Als Li Tzu-ning, ein älterer Herr mit strubbeligem Haar, durch die Ausstellung führt, erzählt er von einem Tag im Jahr 2016, als er den Longshan-Tempel besuchte, den berühmtesten buddhistischen Tempel in Taipeh. „In einem hinteren Raum fand ich dort Hunderte, vielleicht Tausende abgestellte Statuen. So etwas hatte ich vorher nie gesehen.“ Der Kurator, der gerade auf der Suche nach Objekten war, die er im Museum zum Thema Religion zeigen könnte, wollte mehr wissen. „Es stellte sich heraus, dass niemand wusste, wo sie herkamen! Sie tauchten einfach auf. Immer mehr!“
Li Tzu-ning erinnert sich daran, was ihm ein Mitarbeiter des Tempels berichtete: „Jeden Morgen standen neue Götterstatuen vorm Eingangstor. Irgendwelche Leute wollten sie wohl loswerden.“ Dass die Statuen, viele von ihnen klein, aber nicht einfach auf dem Müll landeten, sei kein Zufall gewesen. „Wenn die Besitzer diese Statuen weggeschmissen hätten, hätte das Unglück gebracht, vielleicht sogar einen Fluch. Daher stellten die Leute sie einfach an einem Tempel ab.“ Ein Tempel gelte für eine Gottheit als würdiger Ort. Der Kurator fragte, ob er die Statuen aufnehmen dürfte, was beim Tempel auf Erleichterung stieß. „Ich könne sie gerne alle haben, sagte man mir!

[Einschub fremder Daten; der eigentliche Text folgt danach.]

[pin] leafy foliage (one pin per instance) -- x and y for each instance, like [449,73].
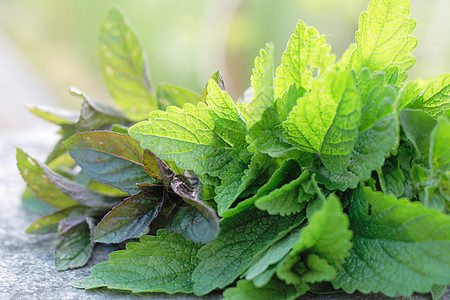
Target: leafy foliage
[330,176]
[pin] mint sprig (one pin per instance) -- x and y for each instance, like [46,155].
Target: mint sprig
[332,176]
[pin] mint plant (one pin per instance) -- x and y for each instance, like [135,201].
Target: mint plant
[331,176]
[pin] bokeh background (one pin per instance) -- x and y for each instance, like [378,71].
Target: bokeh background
[47,46]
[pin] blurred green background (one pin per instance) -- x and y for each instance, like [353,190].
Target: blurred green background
[186,41]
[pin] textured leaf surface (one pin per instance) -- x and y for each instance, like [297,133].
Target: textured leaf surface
[174,95]
[323,245]
[417,126]
[391,178]
[379,134]
[193,225]
[78,192]
[111,158]
[384,39]
[75,249]
[435,98]
[124,66]
[240,239]
[326,120]
[399,246]
[185,136]
[287,199]
[128,218]
[162,263]
[288,171]
[307,54]
[274,290]
[262,84]
[96,115]
[199,223]
[39,182]
[57,116]
[273,255]
[440,141]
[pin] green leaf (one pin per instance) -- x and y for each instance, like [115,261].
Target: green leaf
[40,183]
[439,145]
[241,238]
[162,263]
[417,126]
[228,122]
[258,164]
[75,249]
[287,199]
[129,218]
[174,95]
[125,68]
[185,136]
[392,180]
[193,225]
[54,115]
[288,171]
[400,247]
[274,290]
[96,115]
[408,93]
[343,62]
[306,56]
[288,101]
[272,256]
[377,97]
[335,181]
[323,245]
[262,85]
[379,134]
[111,158]
[48,223]
[326,120]
[384,40]
[438,291]
[435,98]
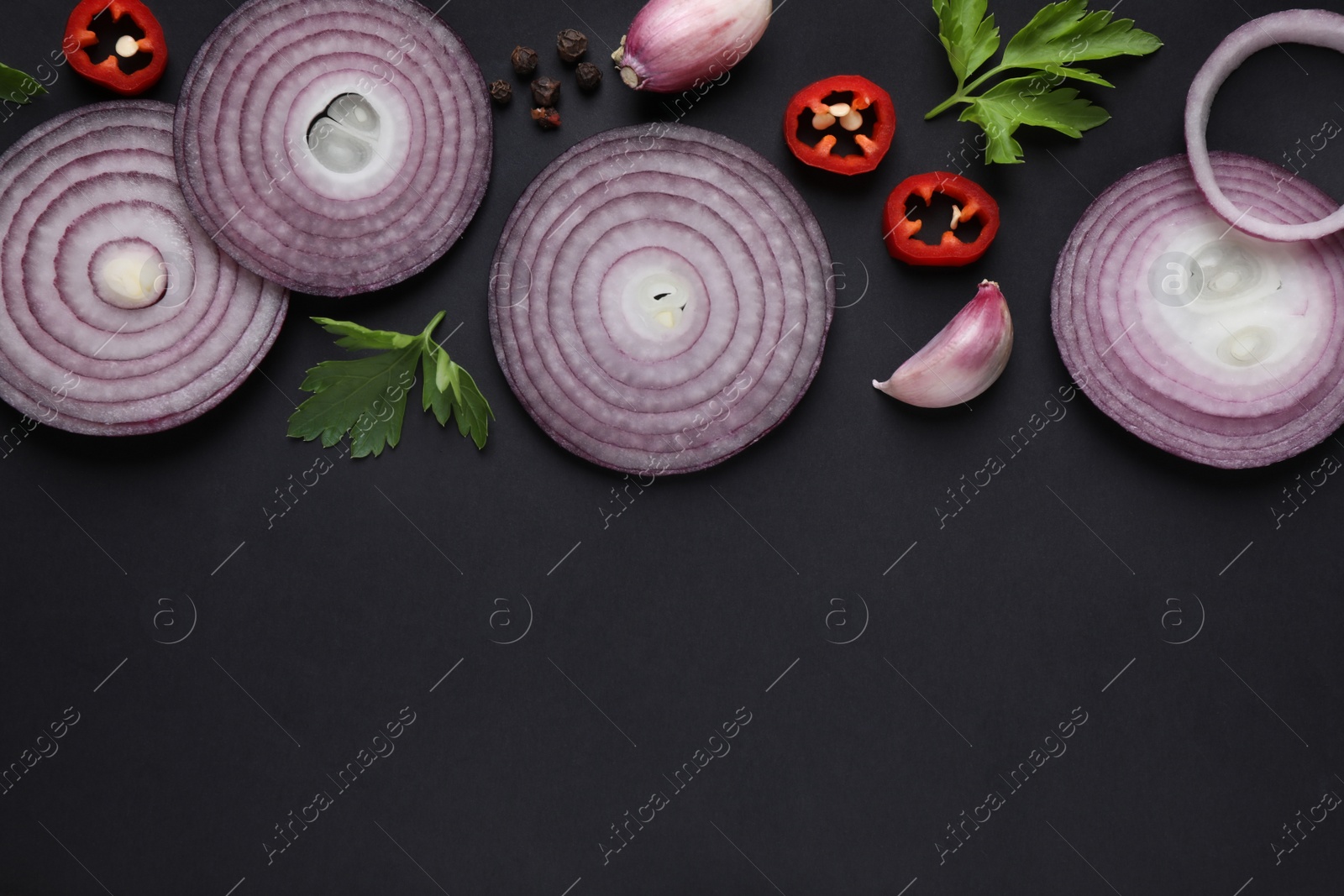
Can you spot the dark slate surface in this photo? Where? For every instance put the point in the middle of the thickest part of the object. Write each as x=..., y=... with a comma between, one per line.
x=894, y=673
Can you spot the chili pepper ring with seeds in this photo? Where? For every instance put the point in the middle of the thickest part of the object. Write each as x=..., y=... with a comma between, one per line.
x=971, y=203
x=118, y=71
x=867, y=118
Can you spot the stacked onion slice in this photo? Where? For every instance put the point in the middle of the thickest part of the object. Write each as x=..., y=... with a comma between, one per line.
x=118, y=312
x=1209, y=343
x=660, y=298
x=335, y=147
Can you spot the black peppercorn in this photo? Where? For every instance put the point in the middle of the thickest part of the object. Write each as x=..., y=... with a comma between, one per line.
x=589, y=76
x=571, y=45
x=546, y=118
x=523, y=60
x=546, y=92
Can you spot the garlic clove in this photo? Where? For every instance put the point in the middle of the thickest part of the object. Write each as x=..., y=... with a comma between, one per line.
x=963, y=360
x=676, y=45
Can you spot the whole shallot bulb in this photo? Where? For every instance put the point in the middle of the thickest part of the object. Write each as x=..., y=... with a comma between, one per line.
x=676, y=45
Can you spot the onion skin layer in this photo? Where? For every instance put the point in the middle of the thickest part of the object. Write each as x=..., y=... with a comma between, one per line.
x=87, y=181
x=1102, y=320
x=242, y=150
x=712, y=211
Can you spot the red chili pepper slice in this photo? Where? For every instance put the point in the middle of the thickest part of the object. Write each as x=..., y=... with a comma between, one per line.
x=108, y=73
x=974, y=202
x=867, y=96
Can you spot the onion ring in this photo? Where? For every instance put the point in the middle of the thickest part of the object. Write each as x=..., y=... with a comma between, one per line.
x=335, y=147
x=660, y=298
x=1211, y=344
x=1314, y=27
x=118, y=315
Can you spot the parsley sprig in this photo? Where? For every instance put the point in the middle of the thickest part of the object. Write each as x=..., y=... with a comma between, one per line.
x=366, y=396
x=18, y=86
x=1058, y=36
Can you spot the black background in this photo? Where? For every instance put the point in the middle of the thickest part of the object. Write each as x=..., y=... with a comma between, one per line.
x=322, y=626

Ungefähr 300 nahm ich dann mit.“
Religion wird nicht so sehr ernst genommen
„Die Menschen hier nehmen Religion meistens nicht so ernst“, sagt Li Tzu-ning. „Die Religionskultur in Taiwan funktioniert anders als westliche Religionen, folgt kaum strikten Vorgaben.“ Aber viele Menschen haben eben kleinere Götterstatuen als Talismans oder Glücksbringer; man trägt sie immer bei sich, oder hat zuhause einen Altar. „Ich selbst habe zum Beispiel eine Buddhastatue in meinem Auto. Immer, wenn ich mich im Straßenverkehr von Taipeh aufrege, sehe ich sie an, und das beruhigt mich dann.“ Was Li Tzu-ning da aus seinem Privatleben erzählt, ist für Taiwan üblich. So berichtet etwa der Student Alvin Chang über seine Generation: „Wir besuchen die Tempel auch heute noch. Wir sagen uns, dass wenn man das nicht macht und seine Götterstatuen nicht zum Tempel bringt, kriegt man bei Prüfungen keine guten Noten.“ Oder man werde einen Unfall bauen. „Wenn man dann zum Beispiel einen Verkehrsunfall hatte, muss man diesen konkreten Glücksbringer auswechseln. Denn er hat dann seinen Job getan, indem er einen noch schwereren Unfall verhindern konnte.“
Konsumorientierte Kultur von heute
Am Longshan-Tempel im Zentrum von Taipeh berichtet der Tempel-Angestellte Huang Wie-hsiang aus Erfahrung: „Hier im Tempel beherbergen wir buddhistische, taoistische und auch konfuzianistische Gottheiten. Wir haben diese Mischung, weil die Menschen in Taiwan meist keinem reinen Glauben folgen, sondern durch die vielen kulturellen Einflüsse über die Jahrhunderte ihre eigenen Glaubenstraditionen entwickelt haben.“
Huang sieht einen Zusammenhang mit der konsumorientierten Kultur von heute: „Immer mehr Menschen haben einen Gott nur noch für eine bestimmte Zeit und ersetzen ihn dann durch einen neuen.“ Letztes Jahr ergab eine Untersuchung, dass vor einem einzelnen Tempel 2500 Statuen abgestellt wurden. „Aber immerhin schmeißen die meisten Leute die Figuren nicht einfach weg. Denn das könnte großes Unglück bringen“, sagt Huang Wie-hsiang.